That one last high….
That one last high destroyed everything good.
That one last high sounded like a good idea at the time…
That one last time turned into forever.
That one last high lead to two detectives ringing my doorbell at 2:37am. Telling me my baby girl is no longer with us. My precious little girl, my first true love.
That one last high forced me to explain to her baby boy, just 2 years old, that Mommy will never be coming home.
I was forced to tell her brother, her dad, and her grandma that they will never be able to hug her again.
Never able to rock her baby to sleep.
Never able to laugh with her.
Never able to watch her get married.
That one last high led me to a funeral home only 16 hours after being told the life altering news. Staring at my sweet girl’s face, her body half covered by a sheet, hospital gown draped over her to hide the autopsy incisions.
That one last high led me to holding her face, draping myself over her cold, lifeless body, and crying out uncontrollably for hours.
Cursing out God for taking my baby.
That one last high led me to a room, brain in a fog, staring at caskets trying to decide which one my little girl should be buried in.
That one last high led to planning a funeral and writing an obituary that will never be perfect enough for my little girl.
That one last high left me going through her closet. Picking out a dress for her to be buried in. Then laying in her bed, hugging her pillow, hoping her scent never leaves.
That one last high led me to going through countless photos from her first breath til’ her last.
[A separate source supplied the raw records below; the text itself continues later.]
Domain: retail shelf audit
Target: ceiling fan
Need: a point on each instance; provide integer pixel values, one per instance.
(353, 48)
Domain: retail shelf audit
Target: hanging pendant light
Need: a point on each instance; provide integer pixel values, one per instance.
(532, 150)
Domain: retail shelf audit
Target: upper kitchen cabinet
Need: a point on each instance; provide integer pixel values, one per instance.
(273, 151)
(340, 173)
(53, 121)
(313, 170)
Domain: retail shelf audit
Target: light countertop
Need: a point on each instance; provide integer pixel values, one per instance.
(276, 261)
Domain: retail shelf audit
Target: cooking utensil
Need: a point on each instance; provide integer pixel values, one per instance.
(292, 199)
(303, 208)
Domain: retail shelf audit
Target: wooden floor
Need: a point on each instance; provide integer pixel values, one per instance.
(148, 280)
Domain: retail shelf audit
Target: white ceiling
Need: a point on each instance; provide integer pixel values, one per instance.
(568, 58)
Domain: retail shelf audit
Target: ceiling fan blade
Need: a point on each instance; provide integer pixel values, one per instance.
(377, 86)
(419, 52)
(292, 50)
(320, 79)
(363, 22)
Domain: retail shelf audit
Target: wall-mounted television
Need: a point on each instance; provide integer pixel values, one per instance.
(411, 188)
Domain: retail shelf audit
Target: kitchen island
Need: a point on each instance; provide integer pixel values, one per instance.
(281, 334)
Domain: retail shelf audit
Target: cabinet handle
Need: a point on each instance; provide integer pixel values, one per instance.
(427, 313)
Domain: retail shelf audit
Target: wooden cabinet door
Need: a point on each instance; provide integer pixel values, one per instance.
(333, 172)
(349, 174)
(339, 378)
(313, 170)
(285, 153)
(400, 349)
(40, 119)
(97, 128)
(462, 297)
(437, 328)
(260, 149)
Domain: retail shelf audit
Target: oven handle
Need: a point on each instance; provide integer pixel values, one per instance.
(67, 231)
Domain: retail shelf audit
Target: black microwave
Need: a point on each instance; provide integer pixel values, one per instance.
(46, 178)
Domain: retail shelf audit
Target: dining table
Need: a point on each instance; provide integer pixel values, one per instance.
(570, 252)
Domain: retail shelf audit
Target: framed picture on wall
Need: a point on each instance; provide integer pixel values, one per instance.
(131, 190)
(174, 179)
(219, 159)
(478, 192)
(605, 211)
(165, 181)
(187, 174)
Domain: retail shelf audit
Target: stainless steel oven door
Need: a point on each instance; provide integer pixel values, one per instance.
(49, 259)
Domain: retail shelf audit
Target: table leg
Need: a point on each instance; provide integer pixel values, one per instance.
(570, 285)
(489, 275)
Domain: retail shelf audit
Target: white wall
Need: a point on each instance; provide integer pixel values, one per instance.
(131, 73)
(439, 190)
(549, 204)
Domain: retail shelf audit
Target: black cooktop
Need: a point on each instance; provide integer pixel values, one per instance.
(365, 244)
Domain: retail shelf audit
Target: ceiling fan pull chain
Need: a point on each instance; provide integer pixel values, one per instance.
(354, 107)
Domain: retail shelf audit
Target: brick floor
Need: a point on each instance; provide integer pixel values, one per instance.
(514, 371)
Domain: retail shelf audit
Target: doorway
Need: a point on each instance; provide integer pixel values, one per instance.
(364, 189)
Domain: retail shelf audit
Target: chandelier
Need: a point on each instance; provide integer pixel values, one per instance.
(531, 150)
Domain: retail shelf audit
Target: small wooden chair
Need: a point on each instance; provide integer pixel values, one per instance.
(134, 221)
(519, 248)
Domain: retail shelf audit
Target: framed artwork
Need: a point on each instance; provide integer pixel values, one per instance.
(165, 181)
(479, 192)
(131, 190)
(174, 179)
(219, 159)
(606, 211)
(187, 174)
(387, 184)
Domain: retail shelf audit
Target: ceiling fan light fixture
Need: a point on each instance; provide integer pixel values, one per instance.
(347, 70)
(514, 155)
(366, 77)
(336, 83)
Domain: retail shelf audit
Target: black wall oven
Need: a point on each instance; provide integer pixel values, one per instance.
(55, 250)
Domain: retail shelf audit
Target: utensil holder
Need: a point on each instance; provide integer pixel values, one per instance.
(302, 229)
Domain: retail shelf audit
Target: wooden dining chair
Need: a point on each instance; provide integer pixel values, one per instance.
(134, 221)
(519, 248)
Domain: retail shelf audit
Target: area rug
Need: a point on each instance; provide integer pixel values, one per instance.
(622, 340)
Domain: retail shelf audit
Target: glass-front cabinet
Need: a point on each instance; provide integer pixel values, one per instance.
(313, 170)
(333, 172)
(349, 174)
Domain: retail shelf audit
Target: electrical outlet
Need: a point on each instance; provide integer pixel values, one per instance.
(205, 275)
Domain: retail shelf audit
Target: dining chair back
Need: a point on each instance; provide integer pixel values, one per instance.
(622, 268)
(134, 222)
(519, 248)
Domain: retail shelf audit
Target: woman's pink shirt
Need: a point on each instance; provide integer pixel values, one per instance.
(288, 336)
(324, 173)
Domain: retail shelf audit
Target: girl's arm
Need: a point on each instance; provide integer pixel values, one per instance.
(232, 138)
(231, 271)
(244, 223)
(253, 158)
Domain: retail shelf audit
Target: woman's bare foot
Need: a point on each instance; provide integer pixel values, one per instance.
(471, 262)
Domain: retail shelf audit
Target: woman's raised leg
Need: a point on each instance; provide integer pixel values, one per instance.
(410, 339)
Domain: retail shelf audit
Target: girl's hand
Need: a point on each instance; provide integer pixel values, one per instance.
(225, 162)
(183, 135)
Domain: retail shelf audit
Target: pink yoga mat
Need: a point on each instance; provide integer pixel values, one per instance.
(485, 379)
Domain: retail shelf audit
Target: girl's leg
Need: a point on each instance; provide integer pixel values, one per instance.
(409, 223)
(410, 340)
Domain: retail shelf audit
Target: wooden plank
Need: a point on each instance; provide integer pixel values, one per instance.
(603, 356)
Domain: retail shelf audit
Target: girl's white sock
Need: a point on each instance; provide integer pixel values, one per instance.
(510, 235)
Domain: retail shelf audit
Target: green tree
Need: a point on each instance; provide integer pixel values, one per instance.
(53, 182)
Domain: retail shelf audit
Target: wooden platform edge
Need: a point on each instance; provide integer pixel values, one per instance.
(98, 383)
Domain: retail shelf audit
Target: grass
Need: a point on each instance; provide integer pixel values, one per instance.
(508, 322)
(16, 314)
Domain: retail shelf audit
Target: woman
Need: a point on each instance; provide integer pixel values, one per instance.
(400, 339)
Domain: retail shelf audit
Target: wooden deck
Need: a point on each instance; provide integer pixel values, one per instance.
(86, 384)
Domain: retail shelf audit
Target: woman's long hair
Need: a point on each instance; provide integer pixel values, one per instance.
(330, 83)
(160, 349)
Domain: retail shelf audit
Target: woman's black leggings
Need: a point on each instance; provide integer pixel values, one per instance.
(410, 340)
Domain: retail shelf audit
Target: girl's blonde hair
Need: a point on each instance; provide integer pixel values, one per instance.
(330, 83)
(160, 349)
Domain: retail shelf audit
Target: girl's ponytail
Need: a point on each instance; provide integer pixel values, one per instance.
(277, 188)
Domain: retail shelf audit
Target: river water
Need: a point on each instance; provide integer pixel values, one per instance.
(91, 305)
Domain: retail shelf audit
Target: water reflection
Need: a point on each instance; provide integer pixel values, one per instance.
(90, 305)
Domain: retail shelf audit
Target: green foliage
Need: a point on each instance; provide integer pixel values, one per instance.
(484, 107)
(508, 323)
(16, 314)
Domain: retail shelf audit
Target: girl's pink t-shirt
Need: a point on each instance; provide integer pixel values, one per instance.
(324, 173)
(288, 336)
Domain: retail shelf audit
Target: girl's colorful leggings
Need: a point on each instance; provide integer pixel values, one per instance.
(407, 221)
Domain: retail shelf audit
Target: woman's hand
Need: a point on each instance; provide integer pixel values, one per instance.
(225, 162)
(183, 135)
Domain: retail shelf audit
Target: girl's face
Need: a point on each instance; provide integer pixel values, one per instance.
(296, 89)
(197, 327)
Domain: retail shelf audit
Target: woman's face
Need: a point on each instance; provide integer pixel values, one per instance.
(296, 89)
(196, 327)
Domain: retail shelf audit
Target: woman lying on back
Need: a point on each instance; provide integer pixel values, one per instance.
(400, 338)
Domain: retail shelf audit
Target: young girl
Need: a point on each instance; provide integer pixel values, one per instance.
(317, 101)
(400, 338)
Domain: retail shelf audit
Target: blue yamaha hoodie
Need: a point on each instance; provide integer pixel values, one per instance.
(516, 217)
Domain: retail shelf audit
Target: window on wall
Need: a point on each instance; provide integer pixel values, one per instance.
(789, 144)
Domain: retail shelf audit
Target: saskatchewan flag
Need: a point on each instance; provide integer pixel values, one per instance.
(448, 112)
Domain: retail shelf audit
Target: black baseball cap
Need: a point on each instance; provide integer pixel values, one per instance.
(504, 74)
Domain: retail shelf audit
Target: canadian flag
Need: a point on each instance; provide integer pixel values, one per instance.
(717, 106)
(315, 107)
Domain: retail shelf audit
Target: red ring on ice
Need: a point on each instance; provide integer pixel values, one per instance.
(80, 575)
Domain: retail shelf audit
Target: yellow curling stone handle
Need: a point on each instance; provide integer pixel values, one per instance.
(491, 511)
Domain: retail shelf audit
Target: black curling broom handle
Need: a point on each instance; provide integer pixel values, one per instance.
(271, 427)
Making memory boards and slideshows… trying to fit 20 sweet years into 10 minutes.
That one last high dropped me to my knees in front of her casket as we said our last goodbyes. Pleading with God to take me instead. Demanding him to rewind time. Yelling if he is so almighty why can’t he take it back.
That one last high led us to the cemetery where I held her 2-year-old son as he said goodbye to his mommy for the very last time.
That one last high left me staring at her casket for an hour after everyone had left the burial. Scared to leave my baby girl alone.
That one last high resulted in months of laying on the floor crying, clinging on to anything that reminded me of her. Regretting not wrapping her in a blanket because I know she hates the cold.
That one last high has left empty days and dreaded nights. Mornings that turn into evenings with no memory of the day.
That one last high left me with an empty soul.
I am a broken mother because of one last high.